Costa Rica’s new president Rodrigo Chaves Robles is the latest Central American head of state to escalate attacks on the press, calling the country’s media “the enemy” and “rats.”
This increase in hostility across the region is a concern for press freedom organizations.
“It's not something we’ve had to worry about in Costa Rica in recent years,” Natalie Southwick, Latin America and the Caribbean program coordinator for the Committee to Protect Journalists, tells The Progressive. “If you have an administration that’s hostile towards the press and that’s not interested in guaranteeing transparency, that has a lot of really concerning implications for the ability of journalists to do their job and to hold the government accountable.”
Media organizations and reporters could, for example, be blocked from accessing information and elected officials.
The sixty-one-year-old Robles was inaugurated in May 2022, despite a major scandal that surfaced during his campaign. He had been demoted and had his salary frozen during his thirty-year tenure at the World Bank following accusations of years of sexual misconduct.
The attacks on the press are unprecedented in Costa Rica, which is widely seen as the most stable democracy in the region. In the 21st century, one journalist has been killed in the country, according to the Committee to Protect Journalists: Parmenio Medina Pérez, of the radio station La Patada, was killed in 2001 for his reporting on corruption.
In the past, journalists in Costa Rica largely could be censored through the use of libel laws. But the country eliminated prison terms for defamation cases in 2010.
Increasingly, members of the media have also faced surveillance by the state forces. In 2014, the organized crime unit of the Costa Rican police monitored telephone calls of the daily Diario Extra as part of a leak investigation.
“Governments are looking at and to each other for models for how these repressive laws could work.”
“There’s a history there of the police specifically targeting an outlet and getting access to its phone records as part of their activities,” Southwick says. “A little less than a decade later, we know that police and intelligence agencies have access to much more sophisticated tools that allow them to intercept all sorts of information.”
Press attacks and other threats to the democratic process are reflective of the re-emergence of authoritarians in the region.
“We have someone in power who seems to be following more the route of some of his contemporaries in the region, in Central America, as well as the rest of Latin America,” Southwick says. “Moving away from respect for these democratic norms . . . and instead trying to use attacks on the press as a way to kind of bolster their image.”
Over the past decade, attacks on the press have rapidly increased throughout Central America.
Guatemala has seen a quickly deteriorating situation under the administration of Alejandro Giammattei. During a speech in September, the president accused the Guatemalan media of manipulating information to advance its “agenda” and “ideologies.” In July 2022, authorities arrested and detained daily newspaper El Periódico founder and journalist José Rubén Zamora. A prominent anti-corruption voice, he faces spurious money laundering charges. The defense has sought to free Zamora to house arrest, but an appeals court upheld his detention on September 2.

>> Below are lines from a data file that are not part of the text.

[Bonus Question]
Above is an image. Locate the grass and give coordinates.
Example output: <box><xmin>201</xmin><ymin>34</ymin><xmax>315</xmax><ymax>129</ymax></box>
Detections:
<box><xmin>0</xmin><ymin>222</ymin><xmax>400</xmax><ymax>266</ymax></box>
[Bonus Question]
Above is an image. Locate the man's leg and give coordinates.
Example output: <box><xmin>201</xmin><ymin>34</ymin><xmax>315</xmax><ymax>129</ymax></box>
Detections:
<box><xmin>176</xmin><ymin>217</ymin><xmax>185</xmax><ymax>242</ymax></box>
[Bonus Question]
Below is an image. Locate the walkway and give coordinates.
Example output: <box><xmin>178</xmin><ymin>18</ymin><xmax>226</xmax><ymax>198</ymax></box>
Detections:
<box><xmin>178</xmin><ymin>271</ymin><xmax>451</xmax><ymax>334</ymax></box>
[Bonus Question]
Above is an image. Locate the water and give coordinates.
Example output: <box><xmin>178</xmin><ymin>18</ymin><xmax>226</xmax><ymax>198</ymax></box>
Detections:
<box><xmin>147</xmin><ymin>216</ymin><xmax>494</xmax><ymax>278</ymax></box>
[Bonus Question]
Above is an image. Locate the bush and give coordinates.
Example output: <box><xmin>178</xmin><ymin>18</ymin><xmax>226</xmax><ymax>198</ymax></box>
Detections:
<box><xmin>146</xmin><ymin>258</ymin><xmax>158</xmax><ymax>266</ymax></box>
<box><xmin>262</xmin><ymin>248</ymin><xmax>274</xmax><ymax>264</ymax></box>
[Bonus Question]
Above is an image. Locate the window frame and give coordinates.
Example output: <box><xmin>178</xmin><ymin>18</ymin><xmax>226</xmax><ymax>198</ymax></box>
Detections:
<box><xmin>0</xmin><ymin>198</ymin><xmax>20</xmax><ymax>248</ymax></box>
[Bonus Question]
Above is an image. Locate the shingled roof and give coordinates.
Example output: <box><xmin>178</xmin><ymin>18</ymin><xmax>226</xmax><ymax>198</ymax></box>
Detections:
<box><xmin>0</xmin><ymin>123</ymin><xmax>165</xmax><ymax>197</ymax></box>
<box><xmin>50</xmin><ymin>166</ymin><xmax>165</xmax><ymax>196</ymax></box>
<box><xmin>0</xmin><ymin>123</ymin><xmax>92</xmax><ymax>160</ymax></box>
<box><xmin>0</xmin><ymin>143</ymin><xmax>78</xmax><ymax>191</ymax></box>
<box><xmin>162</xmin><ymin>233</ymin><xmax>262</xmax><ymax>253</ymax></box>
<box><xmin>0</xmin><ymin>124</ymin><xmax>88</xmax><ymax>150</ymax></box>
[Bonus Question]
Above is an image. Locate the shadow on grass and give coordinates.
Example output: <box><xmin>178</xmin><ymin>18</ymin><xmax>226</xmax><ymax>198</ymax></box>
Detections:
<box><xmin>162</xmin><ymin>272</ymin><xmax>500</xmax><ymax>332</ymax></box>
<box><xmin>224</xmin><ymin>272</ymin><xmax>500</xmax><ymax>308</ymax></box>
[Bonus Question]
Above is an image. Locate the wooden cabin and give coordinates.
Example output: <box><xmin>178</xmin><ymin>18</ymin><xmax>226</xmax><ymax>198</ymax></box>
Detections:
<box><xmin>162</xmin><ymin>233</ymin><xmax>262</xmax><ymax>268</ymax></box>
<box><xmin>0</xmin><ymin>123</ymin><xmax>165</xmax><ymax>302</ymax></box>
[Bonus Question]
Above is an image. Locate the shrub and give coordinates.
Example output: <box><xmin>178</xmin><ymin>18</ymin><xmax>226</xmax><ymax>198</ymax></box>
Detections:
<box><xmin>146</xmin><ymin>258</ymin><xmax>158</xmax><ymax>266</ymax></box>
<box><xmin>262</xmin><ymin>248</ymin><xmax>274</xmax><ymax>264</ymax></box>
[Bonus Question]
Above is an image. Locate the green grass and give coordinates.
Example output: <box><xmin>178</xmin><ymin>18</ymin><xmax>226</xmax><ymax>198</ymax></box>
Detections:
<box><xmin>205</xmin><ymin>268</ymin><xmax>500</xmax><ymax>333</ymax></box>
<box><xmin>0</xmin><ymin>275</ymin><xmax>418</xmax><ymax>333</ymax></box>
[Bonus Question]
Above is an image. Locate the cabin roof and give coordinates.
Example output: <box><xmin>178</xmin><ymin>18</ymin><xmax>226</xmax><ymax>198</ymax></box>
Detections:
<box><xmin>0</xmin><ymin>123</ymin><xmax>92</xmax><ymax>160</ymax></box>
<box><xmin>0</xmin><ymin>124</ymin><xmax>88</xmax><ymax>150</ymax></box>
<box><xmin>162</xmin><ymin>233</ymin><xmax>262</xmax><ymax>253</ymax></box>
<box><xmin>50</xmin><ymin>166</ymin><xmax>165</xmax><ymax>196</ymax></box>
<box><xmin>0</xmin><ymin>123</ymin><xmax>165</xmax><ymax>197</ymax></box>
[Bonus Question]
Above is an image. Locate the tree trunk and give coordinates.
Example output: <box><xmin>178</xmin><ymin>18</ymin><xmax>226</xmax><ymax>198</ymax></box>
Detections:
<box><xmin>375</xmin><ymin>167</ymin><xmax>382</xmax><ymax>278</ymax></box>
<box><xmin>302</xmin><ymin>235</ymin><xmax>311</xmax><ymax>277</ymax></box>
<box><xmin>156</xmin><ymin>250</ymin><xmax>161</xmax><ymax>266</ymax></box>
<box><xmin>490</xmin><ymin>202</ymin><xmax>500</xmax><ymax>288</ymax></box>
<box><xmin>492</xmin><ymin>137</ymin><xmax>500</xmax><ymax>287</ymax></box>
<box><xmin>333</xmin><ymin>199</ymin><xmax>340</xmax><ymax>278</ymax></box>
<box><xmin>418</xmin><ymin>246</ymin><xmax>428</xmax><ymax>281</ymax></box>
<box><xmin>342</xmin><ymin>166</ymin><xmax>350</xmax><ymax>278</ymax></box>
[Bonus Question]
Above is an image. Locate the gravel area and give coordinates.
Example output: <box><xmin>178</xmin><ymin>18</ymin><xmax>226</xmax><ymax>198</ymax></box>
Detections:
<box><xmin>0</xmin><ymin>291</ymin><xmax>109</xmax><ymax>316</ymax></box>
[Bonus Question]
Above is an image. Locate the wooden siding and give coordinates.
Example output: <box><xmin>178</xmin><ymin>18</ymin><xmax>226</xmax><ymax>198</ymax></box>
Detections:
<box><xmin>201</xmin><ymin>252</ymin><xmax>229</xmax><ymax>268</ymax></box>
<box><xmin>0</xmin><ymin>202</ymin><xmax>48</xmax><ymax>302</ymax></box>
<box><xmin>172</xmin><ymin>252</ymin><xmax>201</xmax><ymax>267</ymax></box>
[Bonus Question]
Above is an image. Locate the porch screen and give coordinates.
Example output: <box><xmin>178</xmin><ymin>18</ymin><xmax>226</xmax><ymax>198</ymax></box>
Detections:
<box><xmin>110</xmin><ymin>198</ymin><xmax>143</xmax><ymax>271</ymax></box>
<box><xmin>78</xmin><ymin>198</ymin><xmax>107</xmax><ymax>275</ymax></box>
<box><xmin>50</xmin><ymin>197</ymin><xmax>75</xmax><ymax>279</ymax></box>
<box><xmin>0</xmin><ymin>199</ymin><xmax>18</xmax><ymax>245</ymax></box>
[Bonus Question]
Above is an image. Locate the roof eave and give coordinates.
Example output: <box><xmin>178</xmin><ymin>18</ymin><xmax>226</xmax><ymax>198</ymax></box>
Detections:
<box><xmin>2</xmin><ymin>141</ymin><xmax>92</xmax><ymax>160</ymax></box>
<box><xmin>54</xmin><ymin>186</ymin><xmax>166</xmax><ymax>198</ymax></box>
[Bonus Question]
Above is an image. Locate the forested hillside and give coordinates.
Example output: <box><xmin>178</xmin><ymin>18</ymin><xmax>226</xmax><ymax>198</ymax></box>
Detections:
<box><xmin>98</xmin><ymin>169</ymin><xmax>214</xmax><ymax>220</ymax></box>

Guatemala has also seen a number of journalists forced into exile, including El Periódico’s Juan Luis Font and CNN’s Guatemalan correspondent Michelle Mendoza.
Zamora isn’t the only journalist in the country to face criminal charges. Carlos Choc, a Guatemalan community journalist from El Estor, in the department of Izabal, faced charges for inciting riots with his reporting on the impact of mining projects in that community. On September 13, he went before a judge in eastern Guatemala, who freed him of all charges, ruling that there is no evidence to prosecute him—a small victory. But Choc continues to face one other charge that stems from a lawsuit levied against the mining company for allegedly kidnapping five Russian citizens during a protest in 2017, according to Prensa Libre, which has yet to be decided.
In El Salvador, president Nayib Bukelehas systematically attacked the independence of the media, especially the independent newpaper El Faro. These attacks have led to the exile of journalists from the media.
In Nicaragua, the regime of Daniel Ortega and his wife Rosario Murillo, who is also his vice president, have escalated their attacks on the press in the last few years. This has led to 140 journalists exiled, eleven journalists imprisoned, and fifty-four media outlets shuttered.
In addition, Guatemala, El Salvador, and Nicaragua have all approved legislation that allows governments to target their critics, including measures that permit the states to shut down NGOs they accuse of undermining their rule.
“Governments are looking at and to each other for models for how these repressive laws could work,” Southwick says. “They are being replicated.”